Pathophysiology of hypertension in the absence of nitric oxide/cyclic GMP signaling

Abstract

The nitric oxide (NO)-cyclic guanosine monophosphate (cGMP) signaling system is a well-characterized modulator of cardiovascular function, in general, and blood pressure, in particular. The availability of mice mutant for key enzymes in the NO-cGMP signaling system facilitated the identification of interactions with other blood pressure modifying pathways (e.g. the renin-angiotensin-aldosterone system) and of gender-specific effects of impaired NO-cGMP signaling. In addition, recent genome-wide association studies identified blood pressure-modifying genetic variants in genes that modulate NO and cGMP levels. Together, these findings have advanced our understanding of how NO-cGMP signaling regulates blood pressure. In this review, we will summarize the results obtained in mice with disrupted NO-cGMP signaling and highlight the relevance of this pathway as a potential therapeutic target for the treatment of hypertension.

Figure 1. Nitric oxide (NO) - cGMP signaling in endothelium-dependent relaxation of vascular smooth muscle cells (VSMC)

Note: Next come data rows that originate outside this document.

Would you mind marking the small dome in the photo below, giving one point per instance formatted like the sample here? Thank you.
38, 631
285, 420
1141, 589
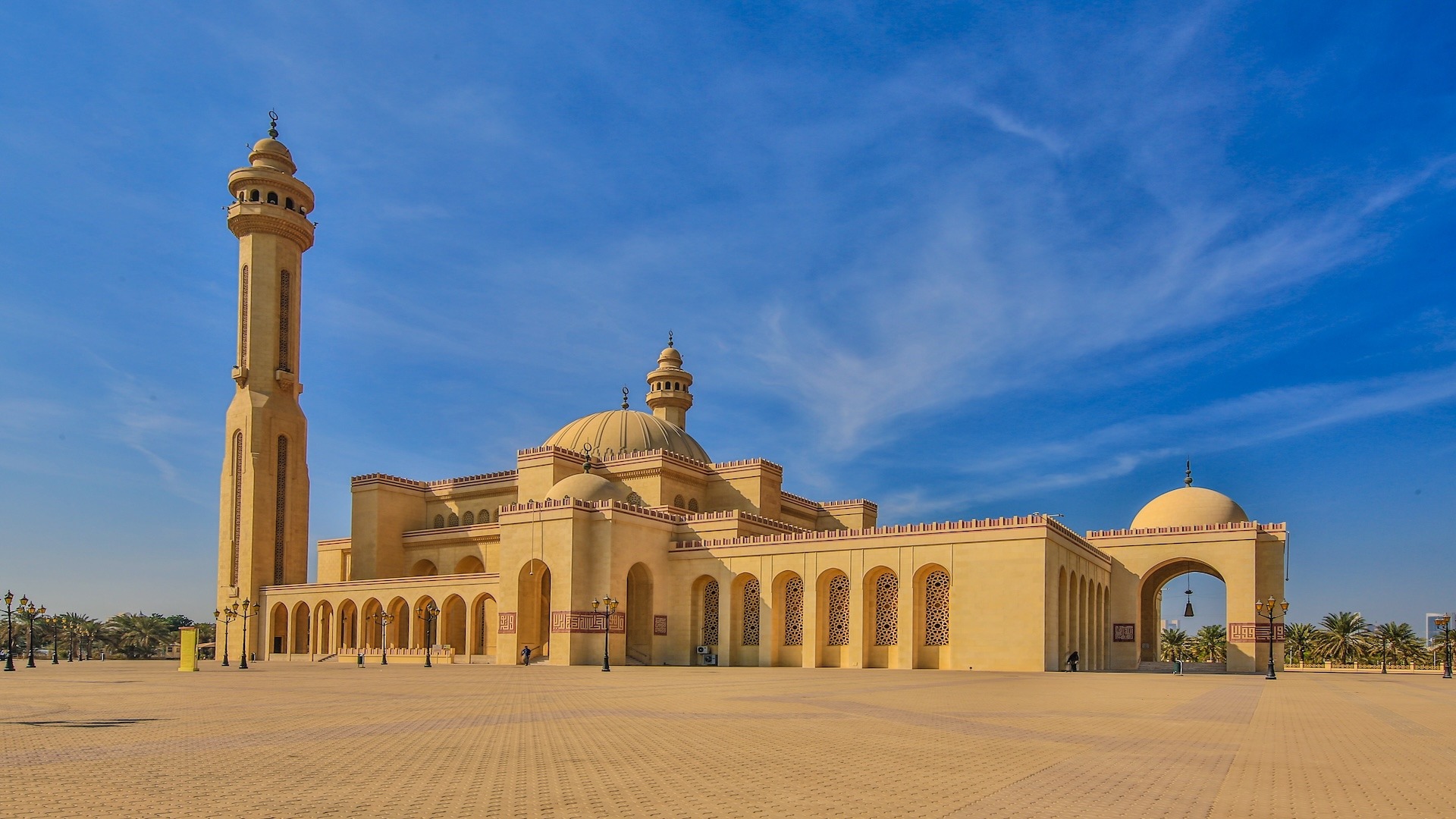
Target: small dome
271, 153
1188, 506
585, 485
619, 431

Endothelial cells (EC) respond to agonist stimulation by increasing intracellular Ca²⁺ concentration and activity of endothelial nitric oxide (NO) synthase (eNOS). Shear stress also leads to eNOS activation via Akt-dependent phosphorylation. NO diffuses into adjacent VSMC and activates soluble guanylate cyclase (sGC), leading to increased cGMP production and protein kinase G I (PKGI) activation. PKGI activation promotes vasorelaxation via multiple mechanisms. PKGI interferes with vasoconstrictor signaling via G protein-coupled receptors (GPCR) by activating regulator of G protein signaling-2 (RGS-2), inhibiting phospholipase C (PLC), and stimulating inositol triphosphate (IP₃) receptor-associated PKG substrate (IRAG), which ultimately leads to inhibition of Ca²⁺ release from the sarcoplasmic reticulum (SR) via the IP₃ receptor (IP₃R). Phosphorylation by PKGI also inhibits phospholamban (PLB), leading to increased Ca²⁺ reuptake into the SR by sarco/endoplasmic reticulum ATPase (SERCA). On the other hand, PKGI interferes with RhoA and rho-associated protein kinase (ROCK)-dependent inhibition of myosin light chain phosphatase (MLCP). Together with a direct activation of MLCP, this leads to increased dephosphorylation of the regulatory light chain of myosin, which promotes vasorelaxation by blocking actin-myosin interaction. PKGI also reduces extracellular Ca²⁺ influx directly by inhibiting the L-type Ca²⁺ channel (LTCC). Activation of the large conductance Ca²⁺-activated K⁺ channel (BK), which can also be directly stimulated by NO, and the ATP-dependent K⁺ channel (K_ATP) cause VSMC hyperpolarization leading to inhibition of the LTCC. ACh: acetylcholine, Bk: bradykinin, Ins: insulin, L-Arg: L-Arginine, MLCK: myosin light chain kinase.